Chameau !
Le 4 avril 2009 Voir les commentaires (3)
Chameau, n’est pas, comme le Poisson d’un précédent billet, un mathématicien [1], ce n’est pas non plus une invective (lancée envers tel ou tel collègue goujat en un billet vengeur), mais c’est un des personnages de l’histoire du « chameau symplectique », dont le héros est, encore une fois, Mikhail Gromov.
Paroles d’Évangile(s)
Il est plus facile pour un chameau de passer à travers le chas d’une aiguille que pour un riche d’entrer au Royaume des cieux [2].
Essayons donc aujourd’hui de « faire passer le chameau » [3]. La raison de se livrer à un tel exercice ? Eh bien, c’est encore une fois parce que Misha Gromov a reçu le prix Abel. Et parce que Misha Gromov, géomètre à l’imagination foisonnante, a, parmi les nombreuses cordes de son arc [4] la géométrie symplectique et, parmi les nombreuses flèches tirées avec cette corde, la résolution du problème du chameau symplectique.
Le chameau
Trichons. Modélisons. Mathématisons. De sorte que la question naïve « chameau ou dromadaire » ne se pose pas : nous remplaçons l’animal par une grosse boule de pâte à modeler, sans os, donc. Et nous remplaçons le chas de l’aiguille par un petit trou dans un mur. Le problème est devenu :
Faire passer une (grosse) boule d’un côté du mur à l’autre en utilisant un (petit) trou. Ici « grosse » et « petit » signifient ce que vous avez déjà imaginé : le diamètre du trou est plus petit que celui de la boule.

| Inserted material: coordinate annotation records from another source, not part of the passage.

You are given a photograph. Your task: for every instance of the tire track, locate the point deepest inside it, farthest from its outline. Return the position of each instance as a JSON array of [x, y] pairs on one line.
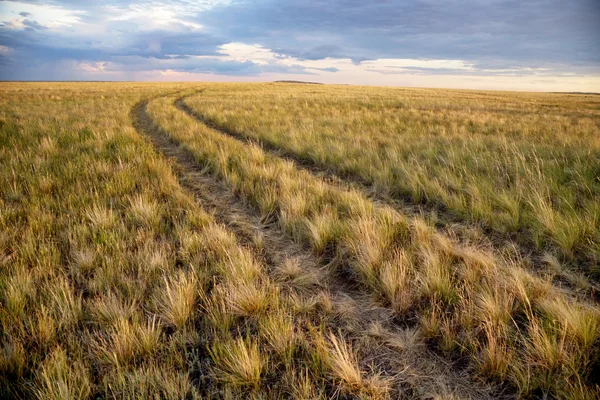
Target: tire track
[[415, 370], [445, 220]]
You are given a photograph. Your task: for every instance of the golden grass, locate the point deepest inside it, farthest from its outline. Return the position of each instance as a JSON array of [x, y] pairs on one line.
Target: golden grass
[[455, 289], [116, 282], [525, 165]]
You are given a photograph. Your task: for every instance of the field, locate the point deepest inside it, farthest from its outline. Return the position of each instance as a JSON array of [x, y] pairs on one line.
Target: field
[[297, 241]]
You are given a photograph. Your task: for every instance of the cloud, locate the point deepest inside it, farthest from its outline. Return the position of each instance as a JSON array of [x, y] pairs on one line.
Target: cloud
[[362, 42]]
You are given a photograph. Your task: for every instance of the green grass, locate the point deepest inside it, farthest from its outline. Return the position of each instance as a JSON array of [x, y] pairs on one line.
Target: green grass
[[118, 280], [523, 165]]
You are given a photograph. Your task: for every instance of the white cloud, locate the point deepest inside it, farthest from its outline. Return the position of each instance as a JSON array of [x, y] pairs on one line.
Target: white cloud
[[46, 15]]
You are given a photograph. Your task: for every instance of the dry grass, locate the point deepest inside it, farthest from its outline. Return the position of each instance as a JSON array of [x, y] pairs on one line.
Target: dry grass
[[524, 165], [454, 288], [115, 282]]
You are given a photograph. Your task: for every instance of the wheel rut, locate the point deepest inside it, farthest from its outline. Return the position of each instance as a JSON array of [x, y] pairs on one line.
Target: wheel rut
[[416, 371], [444, 220]]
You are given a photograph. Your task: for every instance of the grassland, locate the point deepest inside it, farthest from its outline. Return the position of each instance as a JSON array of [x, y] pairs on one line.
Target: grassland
[[521, 165], [152, 247]]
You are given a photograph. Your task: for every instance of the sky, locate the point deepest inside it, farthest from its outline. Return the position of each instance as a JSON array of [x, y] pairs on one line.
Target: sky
[[541, 45]]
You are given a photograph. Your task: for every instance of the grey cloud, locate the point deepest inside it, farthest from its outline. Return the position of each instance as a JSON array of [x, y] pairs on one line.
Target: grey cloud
[[491, 34], [535, 31]]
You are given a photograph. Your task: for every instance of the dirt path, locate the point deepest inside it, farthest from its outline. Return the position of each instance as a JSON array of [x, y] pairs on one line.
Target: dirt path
[[445, 221], [398, 352]]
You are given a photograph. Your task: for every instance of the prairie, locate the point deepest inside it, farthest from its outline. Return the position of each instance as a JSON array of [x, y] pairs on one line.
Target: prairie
[[297, 241], [522, 165]]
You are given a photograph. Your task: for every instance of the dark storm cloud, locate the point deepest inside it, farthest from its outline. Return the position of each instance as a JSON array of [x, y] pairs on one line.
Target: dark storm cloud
[[518, 31], [490, 34]]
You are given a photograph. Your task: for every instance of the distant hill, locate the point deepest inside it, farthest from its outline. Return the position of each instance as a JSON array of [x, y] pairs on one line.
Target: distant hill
[[306, 83]]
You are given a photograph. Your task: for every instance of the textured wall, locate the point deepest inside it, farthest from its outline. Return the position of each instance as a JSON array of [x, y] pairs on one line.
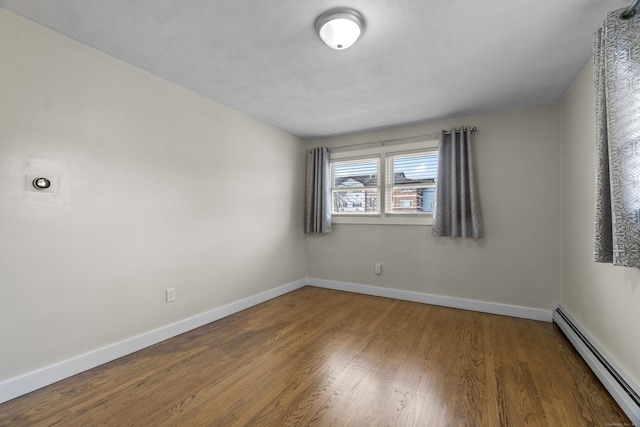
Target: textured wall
[[604, 299], [158, 188], [518, 263]]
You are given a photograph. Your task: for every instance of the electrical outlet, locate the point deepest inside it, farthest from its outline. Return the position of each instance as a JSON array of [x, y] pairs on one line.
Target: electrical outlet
[[377, 268]]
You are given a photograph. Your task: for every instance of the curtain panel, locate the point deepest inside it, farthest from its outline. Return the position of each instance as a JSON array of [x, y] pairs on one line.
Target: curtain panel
[[318, 200], [616, 77], [457, 210]]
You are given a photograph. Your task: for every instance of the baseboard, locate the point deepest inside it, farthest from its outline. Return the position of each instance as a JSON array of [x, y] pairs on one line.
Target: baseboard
[[31, 381], [621, 387], [465, 304]]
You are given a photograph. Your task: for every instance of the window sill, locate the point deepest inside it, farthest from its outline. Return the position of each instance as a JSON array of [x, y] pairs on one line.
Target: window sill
[[399, 219]]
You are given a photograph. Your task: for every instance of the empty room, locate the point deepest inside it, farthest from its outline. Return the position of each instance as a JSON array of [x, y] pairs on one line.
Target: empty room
[[360, 212]]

La réponse est assez claire : oui, on peut déformer la boule (en l’amincissant) et la faire passer de l’autre côté.
Volume vs symplectique
Ce problème était trop facile, un jeu d’enfant. Alors faisons-en un « vrai » problème, un difficile. Dans notre solution du problème enfantin, nous avons, remarquons-le, conservé le volume du « chameau » (on n’a pas perdu de pâte à modeler).
Le problème du « chameau symplectique » est toujours de faire passer une grosse boule à travers un petit trou, mais on impose maintenant de conserver, pas seulement le volume, mais une forme symplectique. Je pourrais vous donner ici une définition... je vais essayer autre chose. L’espace dans lequel vit notre chameau, que vous avez, j’en suis sûre, imaginé jusqu’ici être le brave espace de dimension 3 habituel, avec ses trois cordonnées, est maintenant structuré de façon un peu plus compliquée : les coordonnées arrivent deux par deux, comme si à chaque position était attaché un moment cinétique (ou une vitesse) [5]. Et il y a comme des petits volumes attachés à chaque groupe de coordonnées.
Du coup, l’espace du chameau est de dimension paire, 2, 4, etc. En dimension 2 (un chameau plat dans un plan, un interstice dans une droite partageant ce plan en deux), le problème n’a pas changé (il faut remplacer « volume » par « surface »), le chameau symplectique plat passe !
Mais dans les dimensions 4 et plus, le problème est devenu beaucoup plus difficile. C’est tout l’arsenal des courbes pseudo-holomorphes, une technique inventée par Gromov vers 1985 [6], qu’il faut appeler au secours pour essayer de faire passer le chameau en lui gardant toujours sa « structure symplectique ».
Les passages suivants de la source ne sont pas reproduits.